With record unemployment, sluggish growth, and plummeting consumer confidence, Germany is a tough place to be a retailer these days. So it seems pretty counterintuitive that many analysts are recommending the shares of Dusseldorf-based Metro, Germany's biggest retail group. Yet a closer look shows that Metro, No. 55 on BusinessWeek's new list of top-performing European companies, based on the Standard & Poor's Europe 350, has held its own -- even boosted profits -- amid the macroeconomic gloom.

"Metro has managed to improve margins despite the overall consumer climate," says Volker Bosse, who follows Metro for Munich bank HVB Group and rates the shares outperform. "They've managed to take advantage of all the important trends in retailing."


  One trend that Metro has followed is expanding beyond the borders of Germany, with its slow-poke growth. Like other the nation's companies, such as carmaker BMW or media company Bertelsmann, Metro has concentrated more on international markets in recent years. That has allowed it to more than offset Germans' stagnant purchasing power.

Metro now registers almost half its 54 billion euros ($60 billion) in annual sales outside Germany, particularly in emerging markets such as Poland or Romania where incomes are rising and relatively little competition exists.

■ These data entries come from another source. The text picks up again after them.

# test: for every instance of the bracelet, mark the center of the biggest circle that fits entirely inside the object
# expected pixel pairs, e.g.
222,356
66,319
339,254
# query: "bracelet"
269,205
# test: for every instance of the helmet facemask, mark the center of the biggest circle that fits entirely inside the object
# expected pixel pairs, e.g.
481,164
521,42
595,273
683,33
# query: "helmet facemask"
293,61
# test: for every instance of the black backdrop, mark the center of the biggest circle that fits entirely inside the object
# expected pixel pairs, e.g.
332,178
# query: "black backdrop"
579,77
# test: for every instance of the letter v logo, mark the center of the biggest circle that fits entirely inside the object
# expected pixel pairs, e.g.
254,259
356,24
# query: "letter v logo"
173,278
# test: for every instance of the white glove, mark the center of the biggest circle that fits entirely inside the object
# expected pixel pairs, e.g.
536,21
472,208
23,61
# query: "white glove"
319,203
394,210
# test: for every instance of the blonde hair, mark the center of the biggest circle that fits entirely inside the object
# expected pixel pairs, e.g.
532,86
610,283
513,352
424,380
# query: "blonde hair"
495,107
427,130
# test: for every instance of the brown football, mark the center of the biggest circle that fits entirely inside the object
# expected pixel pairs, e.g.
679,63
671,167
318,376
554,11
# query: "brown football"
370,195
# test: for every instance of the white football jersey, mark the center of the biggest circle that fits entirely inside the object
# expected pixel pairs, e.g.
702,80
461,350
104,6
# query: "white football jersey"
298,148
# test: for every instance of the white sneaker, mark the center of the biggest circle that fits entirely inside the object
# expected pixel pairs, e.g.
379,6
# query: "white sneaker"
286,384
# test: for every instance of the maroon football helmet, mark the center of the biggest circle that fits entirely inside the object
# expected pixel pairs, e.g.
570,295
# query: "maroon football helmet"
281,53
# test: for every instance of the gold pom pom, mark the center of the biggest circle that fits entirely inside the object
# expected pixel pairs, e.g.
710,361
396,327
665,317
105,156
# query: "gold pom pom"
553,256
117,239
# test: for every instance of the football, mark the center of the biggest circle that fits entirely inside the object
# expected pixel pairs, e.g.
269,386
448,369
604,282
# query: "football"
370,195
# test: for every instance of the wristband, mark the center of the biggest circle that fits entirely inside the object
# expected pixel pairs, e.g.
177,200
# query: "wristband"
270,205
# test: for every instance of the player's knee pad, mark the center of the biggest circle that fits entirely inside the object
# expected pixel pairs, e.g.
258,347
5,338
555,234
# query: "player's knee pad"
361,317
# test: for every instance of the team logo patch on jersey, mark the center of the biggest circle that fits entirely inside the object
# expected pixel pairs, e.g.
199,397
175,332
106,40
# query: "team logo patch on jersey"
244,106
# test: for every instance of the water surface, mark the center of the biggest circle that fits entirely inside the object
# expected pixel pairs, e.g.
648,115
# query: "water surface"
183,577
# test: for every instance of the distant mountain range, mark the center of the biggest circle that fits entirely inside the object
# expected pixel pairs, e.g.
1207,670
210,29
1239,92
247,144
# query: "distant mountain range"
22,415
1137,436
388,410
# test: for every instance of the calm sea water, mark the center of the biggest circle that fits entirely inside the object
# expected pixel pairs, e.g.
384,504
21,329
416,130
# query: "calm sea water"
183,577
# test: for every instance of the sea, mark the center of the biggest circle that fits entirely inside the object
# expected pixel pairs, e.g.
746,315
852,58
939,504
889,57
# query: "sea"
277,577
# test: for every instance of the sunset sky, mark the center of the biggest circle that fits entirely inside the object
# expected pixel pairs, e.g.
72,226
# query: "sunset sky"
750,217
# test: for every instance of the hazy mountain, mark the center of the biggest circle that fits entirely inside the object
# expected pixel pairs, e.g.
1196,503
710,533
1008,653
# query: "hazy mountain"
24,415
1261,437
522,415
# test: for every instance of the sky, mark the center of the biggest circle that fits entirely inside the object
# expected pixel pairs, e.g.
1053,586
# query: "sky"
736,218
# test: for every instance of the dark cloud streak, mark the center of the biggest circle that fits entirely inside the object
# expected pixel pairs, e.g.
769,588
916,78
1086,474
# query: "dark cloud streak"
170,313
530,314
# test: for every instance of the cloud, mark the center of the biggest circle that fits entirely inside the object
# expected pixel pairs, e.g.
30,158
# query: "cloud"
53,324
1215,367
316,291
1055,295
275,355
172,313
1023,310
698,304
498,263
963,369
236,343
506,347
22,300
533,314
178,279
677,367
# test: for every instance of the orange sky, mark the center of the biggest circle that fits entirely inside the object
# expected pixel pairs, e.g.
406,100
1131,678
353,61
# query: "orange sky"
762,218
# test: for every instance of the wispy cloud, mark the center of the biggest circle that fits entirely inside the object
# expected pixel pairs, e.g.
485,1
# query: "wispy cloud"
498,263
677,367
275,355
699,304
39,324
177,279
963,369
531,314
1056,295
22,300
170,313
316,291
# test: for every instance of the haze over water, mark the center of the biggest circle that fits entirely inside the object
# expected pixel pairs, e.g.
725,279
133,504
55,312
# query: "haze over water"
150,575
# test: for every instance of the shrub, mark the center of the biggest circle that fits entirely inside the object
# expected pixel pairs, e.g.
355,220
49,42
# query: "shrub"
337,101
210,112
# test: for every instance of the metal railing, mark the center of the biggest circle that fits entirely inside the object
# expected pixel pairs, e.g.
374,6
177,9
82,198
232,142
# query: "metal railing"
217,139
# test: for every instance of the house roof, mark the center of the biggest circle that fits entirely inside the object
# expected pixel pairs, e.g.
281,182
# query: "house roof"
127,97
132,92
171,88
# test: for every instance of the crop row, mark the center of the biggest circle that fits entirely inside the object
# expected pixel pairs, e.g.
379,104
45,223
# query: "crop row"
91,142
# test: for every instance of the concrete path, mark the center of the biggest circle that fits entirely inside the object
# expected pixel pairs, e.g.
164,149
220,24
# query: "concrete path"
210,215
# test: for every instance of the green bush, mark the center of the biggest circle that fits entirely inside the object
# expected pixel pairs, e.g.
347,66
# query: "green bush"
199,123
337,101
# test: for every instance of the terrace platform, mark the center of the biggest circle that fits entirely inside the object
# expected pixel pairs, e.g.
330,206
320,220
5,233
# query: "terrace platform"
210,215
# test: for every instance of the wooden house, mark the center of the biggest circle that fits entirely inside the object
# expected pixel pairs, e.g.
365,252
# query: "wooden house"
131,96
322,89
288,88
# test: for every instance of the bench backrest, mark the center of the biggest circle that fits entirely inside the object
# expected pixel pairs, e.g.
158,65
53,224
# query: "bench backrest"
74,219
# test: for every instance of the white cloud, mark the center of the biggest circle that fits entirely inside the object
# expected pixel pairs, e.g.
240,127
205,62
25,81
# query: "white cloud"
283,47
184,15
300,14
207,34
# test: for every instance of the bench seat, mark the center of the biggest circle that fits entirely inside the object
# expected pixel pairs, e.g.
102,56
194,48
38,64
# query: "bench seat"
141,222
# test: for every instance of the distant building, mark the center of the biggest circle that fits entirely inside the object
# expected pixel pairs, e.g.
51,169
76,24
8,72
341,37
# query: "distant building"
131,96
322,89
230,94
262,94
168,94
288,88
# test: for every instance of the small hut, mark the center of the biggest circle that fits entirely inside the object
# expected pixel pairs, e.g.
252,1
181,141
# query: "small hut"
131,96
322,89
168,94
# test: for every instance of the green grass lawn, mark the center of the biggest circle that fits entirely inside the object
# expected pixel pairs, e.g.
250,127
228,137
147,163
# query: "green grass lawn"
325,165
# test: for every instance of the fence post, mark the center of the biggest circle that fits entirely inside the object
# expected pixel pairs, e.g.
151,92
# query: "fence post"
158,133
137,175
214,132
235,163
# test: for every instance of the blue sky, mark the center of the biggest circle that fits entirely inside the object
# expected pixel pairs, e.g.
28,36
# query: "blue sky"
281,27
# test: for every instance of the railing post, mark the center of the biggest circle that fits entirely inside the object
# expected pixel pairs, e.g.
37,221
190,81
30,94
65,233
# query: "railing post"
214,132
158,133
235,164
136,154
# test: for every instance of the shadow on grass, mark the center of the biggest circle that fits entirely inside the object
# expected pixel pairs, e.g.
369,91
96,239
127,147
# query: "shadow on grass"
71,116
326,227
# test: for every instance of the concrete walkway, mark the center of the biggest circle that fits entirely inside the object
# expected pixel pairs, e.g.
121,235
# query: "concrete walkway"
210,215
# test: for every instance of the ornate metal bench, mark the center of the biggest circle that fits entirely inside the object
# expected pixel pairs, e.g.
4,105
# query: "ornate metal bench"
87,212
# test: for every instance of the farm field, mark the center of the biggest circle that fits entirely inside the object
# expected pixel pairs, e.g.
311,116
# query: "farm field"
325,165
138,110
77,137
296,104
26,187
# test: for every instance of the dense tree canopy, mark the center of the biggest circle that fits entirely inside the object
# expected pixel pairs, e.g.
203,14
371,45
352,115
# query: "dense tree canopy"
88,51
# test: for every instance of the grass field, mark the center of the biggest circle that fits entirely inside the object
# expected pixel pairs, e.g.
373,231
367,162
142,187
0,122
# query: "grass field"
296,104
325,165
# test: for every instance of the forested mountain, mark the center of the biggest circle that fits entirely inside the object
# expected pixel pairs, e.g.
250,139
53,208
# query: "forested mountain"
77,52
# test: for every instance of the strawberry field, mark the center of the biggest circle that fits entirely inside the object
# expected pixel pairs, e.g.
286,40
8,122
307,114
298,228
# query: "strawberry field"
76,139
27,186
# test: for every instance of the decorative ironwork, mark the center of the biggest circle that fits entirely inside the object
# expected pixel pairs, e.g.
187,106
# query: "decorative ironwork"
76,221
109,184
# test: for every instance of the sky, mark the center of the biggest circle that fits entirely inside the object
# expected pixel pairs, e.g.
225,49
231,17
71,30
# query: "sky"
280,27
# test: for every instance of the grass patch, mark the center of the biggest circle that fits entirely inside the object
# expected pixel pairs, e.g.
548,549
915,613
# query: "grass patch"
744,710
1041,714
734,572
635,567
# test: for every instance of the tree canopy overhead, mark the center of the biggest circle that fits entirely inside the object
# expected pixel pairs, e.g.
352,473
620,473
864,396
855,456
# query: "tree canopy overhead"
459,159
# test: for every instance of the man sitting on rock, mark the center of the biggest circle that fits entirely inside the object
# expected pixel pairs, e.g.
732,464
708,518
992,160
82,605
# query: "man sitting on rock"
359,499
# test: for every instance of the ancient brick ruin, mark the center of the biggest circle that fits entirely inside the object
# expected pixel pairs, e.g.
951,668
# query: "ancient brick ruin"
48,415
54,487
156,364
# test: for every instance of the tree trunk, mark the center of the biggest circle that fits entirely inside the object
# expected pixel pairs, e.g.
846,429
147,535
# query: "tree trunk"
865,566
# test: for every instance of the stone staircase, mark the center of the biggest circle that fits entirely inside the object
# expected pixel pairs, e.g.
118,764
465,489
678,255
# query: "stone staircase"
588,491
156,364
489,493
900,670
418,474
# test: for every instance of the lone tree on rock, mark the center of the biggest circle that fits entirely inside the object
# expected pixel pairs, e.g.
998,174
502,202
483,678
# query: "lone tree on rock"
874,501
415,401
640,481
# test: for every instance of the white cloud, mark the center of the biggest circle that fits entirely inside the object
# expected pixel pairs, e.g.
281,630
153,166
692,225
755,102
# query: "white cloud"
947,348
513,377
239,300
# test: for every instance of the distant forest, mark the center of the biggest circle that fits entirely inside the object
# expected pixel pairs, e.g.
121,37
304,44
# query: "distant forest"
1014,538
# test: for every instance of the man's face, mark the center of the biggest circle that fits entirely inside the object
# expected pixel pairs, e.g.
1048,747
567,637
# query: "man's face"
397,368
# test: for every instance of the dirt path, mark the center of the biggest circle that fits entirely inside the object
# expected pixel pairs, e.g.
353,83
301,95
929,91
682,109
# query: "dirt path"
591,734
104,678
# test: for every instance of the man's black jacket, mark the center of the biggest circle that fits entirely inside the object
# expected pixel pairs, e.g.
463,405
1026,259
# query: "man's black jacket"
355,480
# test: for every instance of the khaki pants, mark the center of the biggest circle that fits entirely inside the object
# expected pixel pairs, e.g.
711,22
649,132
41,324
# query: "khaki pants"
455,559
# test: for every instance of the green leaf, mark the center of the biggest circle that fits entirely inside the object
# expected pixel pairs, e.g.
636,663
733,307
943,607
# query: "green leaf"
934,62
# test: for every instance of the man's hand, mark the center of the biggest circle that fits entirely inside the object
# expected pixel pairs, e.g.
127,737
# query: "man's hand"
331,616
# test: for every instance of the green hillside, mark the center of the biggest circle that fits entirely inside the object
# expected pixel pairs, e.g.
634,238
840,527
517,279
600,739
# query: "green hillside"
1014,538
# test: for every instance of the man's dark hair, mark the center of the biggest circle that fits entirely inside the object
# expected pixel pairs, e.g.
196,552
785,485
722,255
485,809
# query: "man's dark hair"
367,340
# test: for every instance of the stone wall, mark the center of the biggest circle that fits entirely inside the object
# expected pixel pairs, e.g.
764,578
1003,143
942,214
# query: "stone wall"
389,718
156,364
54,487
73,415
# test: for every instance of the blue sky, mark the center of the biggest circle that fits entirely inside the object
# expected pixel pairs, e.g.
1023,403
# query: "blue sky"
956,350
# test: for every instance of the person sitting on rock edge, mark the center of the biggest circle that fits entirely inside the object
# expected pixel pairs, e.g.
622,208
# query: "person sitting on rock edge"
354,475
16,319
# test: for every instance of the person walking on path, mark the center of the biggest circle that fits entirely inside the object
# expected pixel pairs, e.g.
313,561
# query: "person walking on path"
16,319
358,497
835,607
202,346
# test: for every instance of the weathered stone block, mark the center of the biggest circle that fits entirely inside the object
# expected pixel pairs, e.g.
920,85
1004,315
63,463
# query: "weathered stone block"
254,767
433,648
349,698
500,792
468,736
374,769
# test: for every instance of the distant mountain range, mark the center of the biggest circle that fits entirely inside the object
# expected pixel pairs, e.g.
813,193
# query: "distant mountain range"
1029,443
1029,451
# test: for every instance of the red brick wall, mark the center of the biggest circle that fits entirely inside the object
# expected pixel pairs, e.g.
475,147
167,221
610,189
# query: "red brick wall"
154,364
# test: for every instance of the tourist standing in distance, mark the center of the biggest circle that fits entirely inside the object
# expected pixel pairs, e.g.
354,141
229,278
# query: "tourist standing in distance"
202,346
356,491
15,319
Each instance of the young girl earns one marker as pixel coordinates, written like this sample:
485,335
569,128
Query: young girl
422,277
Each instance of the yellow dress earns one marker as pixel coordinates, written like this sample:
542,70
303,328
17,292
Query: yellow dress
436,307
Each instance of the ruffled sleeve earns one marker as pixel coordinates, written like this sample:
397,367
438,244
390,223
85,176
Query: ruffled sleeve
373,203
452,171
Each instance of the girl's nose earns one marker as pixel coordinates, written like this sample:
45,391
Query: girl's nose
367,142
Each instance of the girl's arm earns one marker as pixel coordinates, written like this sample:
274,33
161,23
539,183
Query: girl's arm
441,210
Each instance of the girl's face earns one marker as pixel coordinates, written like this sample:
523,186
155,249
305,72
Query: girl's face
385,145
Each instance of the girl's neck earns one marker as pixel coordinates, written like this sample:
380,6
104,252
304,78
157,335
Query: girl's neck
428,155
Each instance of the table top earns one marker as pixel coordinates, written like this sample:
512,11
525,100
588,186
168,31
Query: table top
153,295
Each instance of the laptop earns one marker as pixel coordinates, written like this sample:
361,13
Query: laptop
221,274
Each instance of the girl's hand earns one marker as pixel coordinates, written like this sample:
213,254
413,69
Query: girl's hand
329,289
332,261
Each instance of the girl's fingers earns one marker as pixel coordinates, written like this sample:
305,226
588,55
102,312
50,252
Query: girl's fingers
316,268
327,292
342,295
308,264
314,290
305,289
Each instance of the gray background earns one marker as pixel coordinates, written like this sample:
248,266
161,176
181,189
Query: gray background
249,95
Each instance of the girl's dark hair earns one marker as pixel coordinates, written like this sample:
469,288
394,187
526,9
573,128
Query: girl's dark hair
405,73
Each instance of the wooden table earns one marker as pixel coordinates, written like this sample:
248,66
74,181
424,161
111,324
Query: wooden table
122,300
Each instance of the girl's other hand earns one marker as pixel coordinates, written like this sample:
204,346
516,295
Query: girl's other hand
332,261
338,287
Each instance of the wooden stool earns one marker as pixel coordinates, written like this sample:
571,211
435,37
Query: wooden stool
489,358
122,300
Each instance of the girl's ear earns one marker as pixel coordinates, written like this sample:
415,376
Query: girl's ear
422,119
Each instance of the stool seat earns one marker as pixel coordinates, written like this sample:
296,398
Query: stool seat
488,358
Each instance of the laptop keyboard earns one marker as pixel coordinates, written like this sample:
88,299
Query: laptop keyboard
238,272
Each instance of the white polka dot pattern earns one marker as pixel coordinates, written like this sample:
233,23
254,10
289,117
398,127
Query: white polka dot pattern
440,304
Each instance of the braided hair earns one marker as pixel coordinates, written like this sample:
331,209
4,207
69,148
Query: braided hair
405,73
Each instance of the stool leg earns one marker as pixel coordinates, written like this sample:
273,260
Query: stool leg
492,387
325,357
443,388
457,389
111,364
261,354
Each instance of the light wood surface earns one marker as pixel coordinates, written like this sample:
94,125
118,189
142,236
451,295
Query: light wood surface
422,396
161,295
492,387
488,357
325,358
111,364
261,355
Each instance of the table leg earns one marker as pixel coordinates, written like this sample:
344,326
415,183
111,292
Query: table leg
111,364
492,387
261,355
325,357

Metro has done especially well abroad with its cash-and-carry stores, big warehouse-style outlets that sell food and other goods in quantity to restaurants, mom-and-pop stores, and other small businesses. Later this year it will open its first cash-and-carry store in Ukraine and two in India.

However, there's more to Metro's success. In Germany, it has turned the reduced spending power of consumers into an advantage. Its Saturn and Media Markt consumer electronics stores, which advertise that "Cheap is cool," boosted operating profits by 9.5% in the first quarter -- typically the year's weakest quarter -- to 29.3 million euros ($34 million) on sales of 2.351 billion euros ($2.7 billion).


  The giant retailer achieved this even though Germany remains the core market for its consumer-electronics business. Overall, Metro narrowed its first-quarter 2003 loss to 43.7 million euros ($50 million), from 56.2 million euros ($65 million) a year earlier. (In German retailing, anything close to breakeven in the first quarter is considered a triumph.) First-quarter sales rose 2.7%, to 12.13 billion euros ($14 billion).

Metro surely faces some challenges in the days ahead. It's unclear when the German economy will begin to recover. And Metro's Praktiker do-it-yourself stores are perennial money losers, though performance has improved, thanks to intensified advertising. Metro's Wal-Mart-style Real hypermarkets and Extra food stores have had trouble competing with aggressive, no-frills discounters.

HVB's Bosse thinks Metro can boost profitability by expanding its range of store brands. Private labels, such as Metro's Watson appliance brand, offer consumers some of the security of a brand name while giving Metro a decent profit margin.


  However, despite its accomplishments in a dreary economic climate, not all analysts are so sanguine. Investment bank UBS recently downgraded Metro from buy to neutral, arguing that weak consumer spending in Germany still poses a risk. But investors seem to disagree.

Metro shares, which trade on the Frankfurt Stock Exchange under the ticker MEOG.F, have risen 30% since Apr. 30, when the retailer released first-quarter results. The stock traded at about 29 euros ($33) recently, and some room for gains remain, says HVB's Bosse, who thinks the shares will go to 32 euros ($36.50). Even German consumer spending could get a lift soon. The government is debating speeding up planned tax cuts to boost confidence.

If so, Germany might not be such a bad place for retailers after all, and Metro is poised to benefit from any consumer-led rebound.